Perhaps the FDA’s real issue is with people choosing their own methods of disinfection. Perhaps if the agency had chosen the disinfectant, it would be okay. But then, the government has given agencies the opportunity to allow a predominant disinfectant to emerge, and it wasn’t chlorine dioxide. Maybe it is because the chlorine dioxide would inactivate the fluoride that they are also so fond of, whereas chlorine combines and forms new toxic chemistry.
While we might imagine that the agencies would see this problem and fix it on their own, it is more apparent that the agency is unlikely to change what it thinks “ain’t broken.”
It is apparent that we can’t trust authorities to choose the best approach over the least costly. Yet, when we do our own research and demonstrate the benefits to ourselves, we can trust them to take an adversarial, alarmist stand.
But while the inactivation of viruses and bacteria appear to be the primary litmus test of both products’ efficacy, something else is being overlooked. I believe that it is chlorine dioxide’s effect on low energy, inorganic, synthetic, non-living stuff that can’t be metabolized by the body, and is subsequently stored.

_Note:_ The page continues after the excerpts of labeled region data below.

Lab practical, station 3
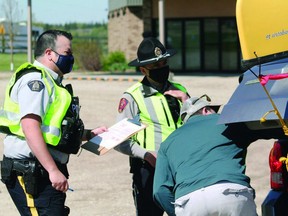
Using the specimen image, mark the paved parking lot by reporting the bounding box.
[0,72,273,216]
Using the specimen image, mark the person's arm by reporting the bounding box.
[153,146,175,216]
[21,114,69,192]
[114,94,147,159]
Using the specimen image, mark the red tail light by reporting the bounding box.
[269,141,284,190]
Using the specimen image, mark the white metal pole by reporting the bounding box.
[158,0,165,46]
[27,0,32,63]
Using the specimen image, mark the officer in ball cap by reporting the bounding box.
[115,37,189,216]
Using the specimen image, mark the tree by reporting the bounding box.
[2,0,19,71]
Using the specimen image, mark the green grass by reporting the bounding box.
[0,53,27,72]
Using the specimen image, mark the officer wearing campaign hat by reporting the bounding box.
[115,37,189,216]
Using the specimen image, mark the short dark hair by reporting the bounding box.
[34,30,73,59]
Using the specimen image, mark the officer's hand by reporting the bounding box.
[144,152,157,167]
[164,89,189,103]
[49,170,69,192]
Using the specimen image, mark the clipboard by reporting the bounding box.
[81,116,147,155]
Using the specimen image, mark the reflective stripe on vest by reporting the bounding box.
[126,83,187,151]
[0,63,71,146]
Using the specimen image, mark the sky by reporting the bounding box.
[0,0,108,24]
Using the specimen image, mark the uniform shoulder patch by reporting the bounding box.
[28,80,45,92]
[118,98,128,113]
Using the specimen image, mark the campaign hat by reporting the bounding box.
[128,37,176,67]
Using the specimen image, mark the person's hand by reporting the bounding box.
[164,89,189,103]
[91,126,108,137]
[144,152,157,167]
[49,169,69,192]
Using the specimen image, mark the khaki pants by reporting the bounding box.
[175,182,257,216]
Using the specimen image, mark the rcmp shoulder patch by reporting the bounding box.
[118,98,128,113]
[28,80,45,92]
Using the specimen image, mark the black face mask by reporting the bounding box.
[53,50,74,74]
[149,65,170,84]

As I mentioned in an earlier article1, trihalomethanes, or THM’s are known carcinogens. Last time I checked, a “cure” for cancer was still believed to be sufficiently not yet achieved, that the fund raising effort continues at full, if not accelerated pace. Yet, have any studies been published with outcomes measured to see what would happen if we stopped exposing people to THMs daily, for years and decades at a time?

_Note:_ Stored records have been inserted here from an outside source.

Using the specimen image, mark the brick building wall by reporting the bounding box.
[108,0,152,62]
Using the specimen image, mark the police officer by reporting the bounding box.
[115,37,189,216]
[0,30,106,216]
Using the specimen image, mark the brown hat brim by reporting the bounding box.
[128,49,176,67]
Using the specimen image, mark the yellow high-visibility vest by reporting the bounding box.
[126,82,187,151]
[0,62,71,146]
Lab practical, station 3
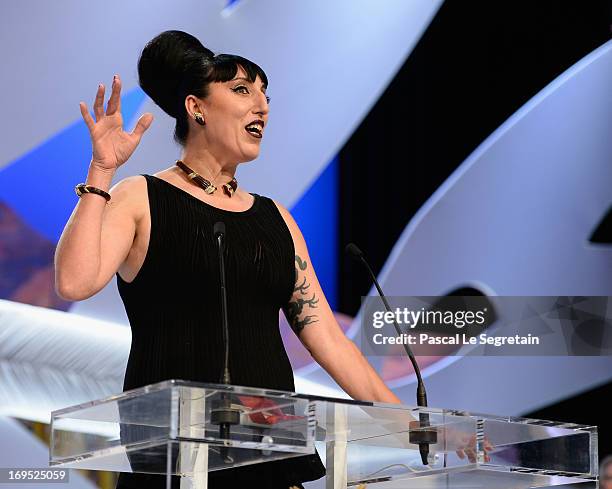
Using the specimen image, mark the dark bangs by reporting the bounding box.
[209,54,268,88]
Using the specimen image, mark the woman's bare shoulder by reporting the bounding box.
[109,175,148,219]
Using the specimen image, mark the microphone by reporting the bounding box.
[345,243,438,465]
[213,221,231,384]
[210,221,240,463]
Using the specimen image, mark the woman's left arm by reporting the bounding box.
[276,203,401,404]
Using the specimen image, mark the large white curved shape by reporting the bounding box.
[344,41,612,414]
[0,300,131,423]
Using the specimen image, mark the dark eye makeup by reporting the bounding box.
[232,85,270,103]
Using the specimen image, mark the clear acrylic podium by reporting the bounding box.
[50,380,598,489]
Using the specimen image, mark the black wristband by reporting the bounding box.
[74,183,110,202]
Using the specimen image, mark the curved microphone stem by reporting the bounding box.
[346,243,437,465]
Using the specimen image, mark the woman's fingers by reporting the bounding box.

In spite of the clear superiority of chlorine dioxide, and the fact that, according to the EPA, between 700 and 900 cities currently use it as their disinfectant of choice, the human health continues to take a back seat to costs.

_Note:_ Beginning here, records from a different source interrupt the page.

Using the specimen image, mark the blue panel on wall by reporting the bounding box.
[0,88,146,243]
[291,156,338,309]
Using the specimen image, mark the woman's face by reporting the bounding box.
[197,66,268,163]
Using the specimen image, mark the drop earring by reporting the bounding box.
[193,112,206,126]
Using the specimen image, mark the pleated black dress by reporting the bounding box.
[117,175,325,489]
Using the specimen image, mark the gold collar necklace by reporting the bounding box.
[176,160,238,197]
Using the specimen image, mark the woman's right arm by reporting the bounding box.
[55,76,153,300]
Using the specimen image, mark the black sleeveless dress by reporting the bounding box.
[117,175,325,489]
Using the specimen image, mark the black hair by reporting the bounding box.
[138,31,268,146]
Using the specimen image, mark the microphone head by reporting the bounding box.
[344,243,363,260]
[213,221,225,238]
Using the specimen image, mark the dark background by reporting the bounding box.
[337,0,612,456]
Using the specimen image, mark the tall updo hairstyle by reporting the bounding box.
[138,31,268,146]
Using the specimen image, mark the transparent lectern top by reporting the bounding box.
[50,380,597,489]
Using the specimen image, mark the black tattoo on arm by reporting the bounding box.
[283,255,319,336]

I’m not pointing the finger at chlorine either, as it is part of nature. We can’t have salt without chlorine binding with sodium. We can’t live without salt (full spectrum, that is), in proper measure.
My point in bringing this up is to show what the EPA has reported, which indicates that an extensive amount of research has gone into the nature of chlorine dioxide dating back several decades. The research confirms what Jim Humble has said about this naturally occurring (which we could call “public domain”) chemical. It is not a drug. It is a chlorine ion, an essential element, bound to with two atoms of oxygen, which is also an essential element.
It is amazing to see the new wave of indignant “scientists” and “professionals” who have attempted to add the weight of the initials, either in front of, or beyond their names, to give greater credibility to the FDA’s and company’s warnings about chlorine dioxide. None of them have done their homework. Or if they did, then they are clearly trying to keep the public from seeing a far greater harm that could be hiding in plain sight.